Единственный принцип - 2
Шрифт:
— Стремитесь к гармонии, дорогой Бруно. Во всем… Относитесь как можно проще к тому, что кажется слишком сложным для понимания. Может быть, это просто игра, сложная, но зато очень занимательная. Смиритесь с тем, что не всегда правила устанавливаете вы. Довольствуйтесь тем, что они вам известны. Что касается логики, то, возможно, в осознании абсолютной алогичности всего, что связано с человеком, и состоит ее высшее предназначение. И не стоит во всем искать какой–то смысл. Он, конечно, есть. Всегда есть. Но не всегда его необходимо познать, чтобы добиться желаемого. Желаемого именно вами. Задавая вопросы, нужно всегда быть готовым получить на них ответ. Если нет уверенности, лучше остановиться на достигнутом. Кто знает, может быть вместо еще одной ступени к вершине на вашем пути окажется пропасть…
КАЖДОМУ СВОЕ
Олли никогда и никуда не спешил. Он всегда появлялся вовремя и к месту и точно также исчезал, не задерживаясь ни на одно лишнее мгновение. Время и пространство для него были понятиями столь же относительными,
Вот и сейчас, оставив епископа Бруно наедине с философскими мыслями и кровожадными желаниями, Олли отправился в родной Билен. Туда же из разных стран направлялись и тринадцать сенаторов, преисполненных чувства собственной значимости. Официальным поводом для сбора было предполагаемое убийство Генриха Вильштока и связанные с ним дальнейшие действия ордена. На самом же деле сенаторы считали необходимым быть в одном месте на случай, если покушение окажется неудачным. Они сделали все возможное, чтобы отвести от себя подозрения, но прекрасно осознавали, какую важную роль в подобных делах может сыграть его величество случай. Но ни один из них даже подумать не мог, что сам уже стал заложником этого случая. Наемные убийцы были посланы от имени короля Фердинанда и именно его имя должны были назвать, если бы попали в руки Генриха. Подвох же состоял в том, что в случае удачного завершения порученного им дела, наемники должны были немедля прибыть в заброшенный монастырь святого Франциска, укрывшийся от людских глаз в живописных горах Билена. По роковому для сенаторов стечению обстоятельств убийство Вильштока не состоялось, а название монастыря заинтересовало Генриха гораздо сильнее, чем имя заказчика. Вот его то вместо наемников и увидели перед собой руководители могущественного ордена, в один миг превратившиеся из вершителей судеб в никчемных пленников. Когда же они узнали, чего хочет Генрих, то от ужаса все как один потеряли дар речи.

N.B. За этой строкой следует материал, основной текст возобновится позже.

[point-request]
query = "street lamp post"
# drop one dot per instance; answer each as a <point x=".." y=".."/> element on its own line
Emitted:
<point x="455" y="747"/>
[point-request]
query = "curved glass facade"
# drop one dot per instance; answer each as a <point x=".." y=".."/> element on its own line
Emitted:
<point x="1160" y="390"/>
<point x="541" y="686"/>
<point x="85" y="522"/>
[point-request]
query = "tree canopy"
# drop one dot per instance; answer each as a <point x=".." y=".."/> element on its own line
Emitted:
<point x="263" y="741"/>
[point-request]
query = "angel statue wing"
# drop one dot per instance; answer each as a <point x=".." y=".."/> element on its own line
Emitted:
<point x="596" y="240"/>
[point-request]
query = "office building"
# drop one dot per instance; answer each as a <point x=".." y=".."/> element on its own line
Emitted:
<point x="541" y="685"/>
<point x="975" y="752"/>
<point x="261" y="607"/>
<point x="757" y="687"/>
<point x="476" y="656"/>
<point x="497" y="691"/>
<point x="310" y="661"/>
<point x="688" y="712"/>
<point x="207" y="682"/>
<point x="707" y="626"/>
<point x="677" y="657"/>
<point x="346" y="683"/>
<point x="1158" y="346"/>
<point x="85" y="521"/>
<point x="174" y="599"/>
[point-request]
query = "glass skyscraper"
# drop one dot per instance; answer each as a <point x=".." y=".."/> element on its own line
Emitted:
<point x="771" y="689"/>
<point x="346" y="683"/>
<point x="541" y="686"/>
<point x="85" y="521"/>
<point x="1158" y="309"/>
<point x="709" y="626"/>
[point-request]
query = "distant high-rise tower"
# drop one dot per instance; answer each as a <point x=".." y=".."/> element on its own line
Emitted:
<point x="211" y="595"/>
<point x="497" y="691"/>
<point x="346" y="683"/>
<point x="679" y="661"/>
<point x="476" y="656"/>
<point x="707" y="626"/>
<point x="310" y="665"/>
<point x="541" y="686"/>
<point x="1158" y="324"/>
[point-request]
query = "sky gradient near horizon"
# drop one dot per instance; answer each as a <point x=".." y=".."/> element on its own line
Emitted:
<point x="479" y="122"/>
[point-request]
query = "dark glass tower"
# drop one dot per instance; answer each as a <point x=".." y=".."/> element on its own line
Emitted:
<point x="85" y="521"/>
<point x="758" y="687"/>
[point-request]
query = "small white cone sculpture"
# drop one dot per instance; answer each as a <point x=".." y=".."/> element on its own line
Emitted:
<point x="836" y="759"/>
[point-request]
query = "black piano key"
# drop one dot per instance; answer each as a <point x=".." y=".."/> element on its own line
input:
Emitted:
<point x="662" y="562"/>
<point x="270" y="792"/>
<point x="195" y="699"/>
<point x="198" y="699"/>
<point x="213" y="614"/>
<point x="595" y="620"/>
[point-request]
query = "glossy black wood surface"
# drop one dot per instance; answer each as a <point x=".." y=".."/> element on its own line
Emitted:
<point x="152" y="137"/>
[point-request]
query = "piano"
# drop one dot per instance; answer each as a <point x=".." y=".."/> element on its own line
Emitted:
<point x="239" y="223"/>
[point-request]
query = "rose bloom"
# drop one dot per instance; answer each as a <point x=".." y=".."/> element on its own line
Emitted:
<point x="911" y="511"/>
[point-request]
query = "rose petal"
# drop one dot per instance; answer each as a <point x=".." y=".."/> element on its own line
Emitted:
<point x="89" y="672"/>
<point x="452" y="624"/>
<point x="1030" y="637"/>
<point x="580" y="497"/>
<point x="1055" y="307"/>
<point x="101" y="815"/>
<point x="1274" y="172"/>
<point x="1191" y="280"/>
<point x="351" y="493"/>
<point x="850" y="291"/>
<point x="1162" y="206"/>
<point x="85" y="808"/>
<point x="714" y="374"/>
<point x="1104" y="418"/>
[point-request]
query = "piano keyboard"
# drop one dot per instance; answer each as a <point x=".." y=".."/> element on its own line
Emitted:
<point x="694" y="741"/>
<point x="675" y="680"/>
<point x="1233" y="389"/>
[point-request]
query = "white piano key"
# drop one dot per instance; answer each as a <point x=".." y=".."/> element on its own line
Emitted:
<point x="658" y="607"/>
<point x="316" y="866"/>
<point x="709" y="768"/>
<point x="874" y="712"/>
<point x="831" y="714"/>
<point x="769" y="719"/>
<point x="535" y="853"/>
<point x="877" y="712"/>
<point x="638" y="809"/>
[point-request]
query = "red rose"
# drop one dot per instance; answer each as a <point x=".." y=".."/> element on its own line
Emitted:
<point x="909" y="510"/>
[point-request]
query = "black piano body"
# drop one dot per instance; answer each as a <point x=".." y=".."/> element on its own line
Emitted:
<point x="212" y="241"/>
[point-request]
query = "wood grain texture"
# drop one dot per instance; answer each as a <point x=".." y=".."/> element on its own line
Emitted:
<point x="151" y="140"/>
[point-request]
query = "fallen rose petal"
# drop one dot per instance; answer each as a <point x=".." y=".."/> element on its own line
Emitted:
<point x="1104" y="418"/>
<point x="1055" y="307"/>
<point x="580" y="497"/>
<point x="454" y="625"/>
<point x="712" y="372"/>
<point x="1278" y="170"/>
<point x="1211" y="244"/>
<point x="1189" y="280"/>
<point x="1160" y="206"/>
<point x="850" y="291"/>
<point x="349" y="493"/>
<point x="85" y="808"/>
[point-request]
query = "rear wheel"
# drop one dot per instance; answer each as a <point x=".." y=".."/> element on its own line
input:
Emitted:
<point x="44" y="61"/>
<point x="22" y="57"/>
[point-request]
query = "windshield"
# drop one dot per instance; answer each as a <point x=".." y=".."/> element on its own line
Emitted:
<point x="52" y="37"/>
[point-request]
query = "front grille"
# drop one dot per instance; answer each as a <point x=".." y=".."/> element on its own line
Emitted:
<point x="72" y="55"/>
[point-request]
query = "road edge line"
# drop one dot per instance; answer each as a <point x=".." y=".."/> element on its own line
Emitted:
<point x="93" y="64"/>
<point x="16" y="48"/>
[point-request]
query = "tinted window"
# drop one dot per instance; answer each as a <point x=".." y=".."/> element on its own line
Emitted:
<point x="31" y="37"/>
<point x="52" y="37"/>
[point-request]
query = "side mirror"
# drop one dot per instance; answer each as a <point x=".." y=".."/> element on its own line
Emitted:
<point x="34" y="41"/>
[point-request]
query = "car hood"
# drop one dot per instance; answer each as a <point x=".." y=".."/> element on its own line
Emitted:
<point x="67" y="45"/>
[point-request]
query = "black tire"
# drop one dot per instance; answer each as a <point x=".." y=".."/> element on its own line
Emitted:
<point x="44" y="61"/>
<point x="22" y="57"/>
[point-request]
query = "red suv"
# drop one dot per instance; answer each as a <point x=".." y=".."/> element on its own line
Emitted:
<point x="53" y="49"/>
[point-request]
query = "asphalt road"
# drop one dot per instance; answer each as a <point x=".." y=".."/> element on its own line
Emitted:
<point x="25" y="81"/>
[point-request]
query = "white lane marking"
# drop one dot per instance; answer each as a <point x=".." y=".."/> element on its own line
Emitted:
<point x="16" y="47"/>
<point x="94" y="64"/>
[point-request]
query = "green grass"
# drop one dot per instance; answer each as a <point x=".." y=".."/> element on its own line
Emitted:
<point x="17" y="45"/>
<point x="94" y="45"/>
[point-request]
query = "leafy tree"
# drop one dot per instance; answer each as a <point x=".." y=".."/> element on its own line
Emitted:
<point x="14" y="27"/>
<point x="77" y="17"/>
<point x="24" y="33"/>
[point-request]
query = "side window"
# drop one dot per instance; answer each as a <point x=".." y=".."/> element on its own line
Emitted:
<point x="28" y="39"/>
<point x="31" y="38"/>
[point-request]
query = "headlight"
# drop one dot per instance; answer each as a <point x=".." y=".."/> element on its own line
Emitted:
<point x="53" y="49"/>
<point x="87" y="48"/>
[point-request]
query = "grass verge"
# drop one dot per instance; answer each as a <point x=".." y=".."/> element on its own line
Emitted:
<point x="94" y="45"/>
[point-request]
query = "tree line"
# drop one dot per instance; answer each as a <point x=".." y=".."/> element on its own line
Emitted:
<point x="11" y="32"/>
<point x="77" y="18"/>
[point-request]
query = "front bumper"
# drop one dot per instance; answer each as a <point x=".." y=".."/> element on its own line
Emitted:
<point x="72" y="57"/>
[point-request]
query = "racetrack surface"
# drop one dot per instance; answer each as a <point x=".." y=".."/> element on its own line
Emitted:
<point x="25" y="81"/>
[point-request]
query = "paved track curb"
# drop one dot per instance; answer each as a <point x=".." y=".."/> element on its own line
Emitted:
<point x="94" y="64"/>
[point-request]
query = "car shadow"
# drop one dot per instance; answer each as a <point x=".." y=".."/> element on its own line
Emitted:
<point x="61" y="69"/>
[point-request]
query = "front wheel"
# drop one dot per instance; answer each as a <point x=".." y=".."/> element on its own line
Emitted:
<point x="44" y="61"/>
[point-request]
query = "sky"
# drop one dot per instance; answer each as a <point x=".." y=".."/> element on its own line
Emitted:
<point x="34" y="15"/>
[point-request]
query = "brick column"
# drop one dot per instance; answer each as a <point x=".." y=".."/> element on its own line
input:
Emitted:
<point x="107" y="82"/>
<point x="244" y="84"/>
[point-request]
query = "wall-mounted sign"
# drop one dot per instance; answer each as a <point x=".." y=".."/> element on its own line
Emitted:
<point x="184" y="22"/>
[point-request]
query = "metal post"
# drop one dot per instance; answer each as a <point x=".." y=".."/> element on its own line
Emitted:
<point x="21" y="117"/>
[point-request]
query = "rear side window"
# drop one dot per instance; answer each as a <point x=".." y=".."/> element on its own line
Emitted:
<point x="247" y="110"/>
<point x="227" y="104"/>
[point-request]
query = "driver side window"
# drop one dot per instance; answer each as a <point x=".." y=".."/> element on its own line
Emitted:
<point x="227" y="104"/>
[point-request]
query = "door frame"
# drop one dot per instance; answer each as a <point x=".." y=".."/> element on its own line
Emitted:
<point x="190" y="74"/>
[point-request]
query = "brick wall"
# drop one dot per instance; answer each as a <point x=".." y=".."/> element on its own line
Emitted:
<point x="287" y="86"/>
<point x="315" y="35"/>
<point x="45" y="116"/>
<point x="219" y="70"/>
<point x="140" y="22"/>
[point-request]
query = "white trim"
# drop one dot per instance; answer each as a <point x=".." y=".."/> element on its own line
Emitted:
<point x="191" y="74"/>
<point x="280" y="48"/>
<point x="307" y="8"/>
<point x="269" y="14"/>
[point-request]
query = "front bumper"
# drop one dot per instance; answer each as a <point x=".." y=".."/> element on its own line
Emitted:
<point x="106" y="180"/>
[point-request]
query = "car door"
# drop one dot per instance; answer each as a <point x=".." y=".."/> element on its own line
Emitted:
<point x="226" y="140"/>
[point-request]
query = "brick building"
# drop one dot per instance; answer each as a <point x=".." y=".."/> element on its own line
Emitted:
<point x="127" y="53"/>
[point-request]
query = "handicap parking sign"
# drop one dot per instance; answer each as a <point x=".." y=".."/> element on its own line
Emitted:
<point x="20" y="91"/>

С помощью изощренных непрекращающихся пыток люди Вильштока вернули им способность говорить, но желаемого не добились. Сходившие с ума от невыносимой боли сенаторы ни в какую не хотели расставаться с таинственными символами абсолютной власти. Даже смерть не заставила их открыться. Одни встречали ее молча и с достоинством, другие до последнего молили Генриха о пощаде и громко взывали к милосердию своего неведомого избранного брата, умоляя его отдать проклятые реликвии, если уж ему не удалось защитить остальных от страшной участи. Волею судьбы Леона Борга казнили последним. Пока палач набрасывал ему на шею петлю, он беззвучно смеялся. Глядя, как принимают смерть его многолетние соратники, Борг сделал самое замечательное за всю свою долгую жизнь открытие, — он понял, что среди тринадцати сенаторов, на протяжении стольких лет упивавшихся своей властью, нет избранного и, самое главное, никогда не было. Именно Леон Борг был первым среди них, будучи наравне с другими уверенным, что он всего лишь второй, которому никогда не быть избранным. Старик мысленно аплодировал Посреднику, когда земля ушла у него из–под ног. Ирония судьбы… Даже в самый последний момент старик мог спасти свою жизнь, обменяв ее на Скулду. Но так и не изжитое до конца тщеславие, получив неожиданную сатисфакцию, напрочь вытеснило из его головы мысль о спасении. Дальнейшее существование в этом мире потеряло для Борга всякий смысл, — он достиг своей вершины.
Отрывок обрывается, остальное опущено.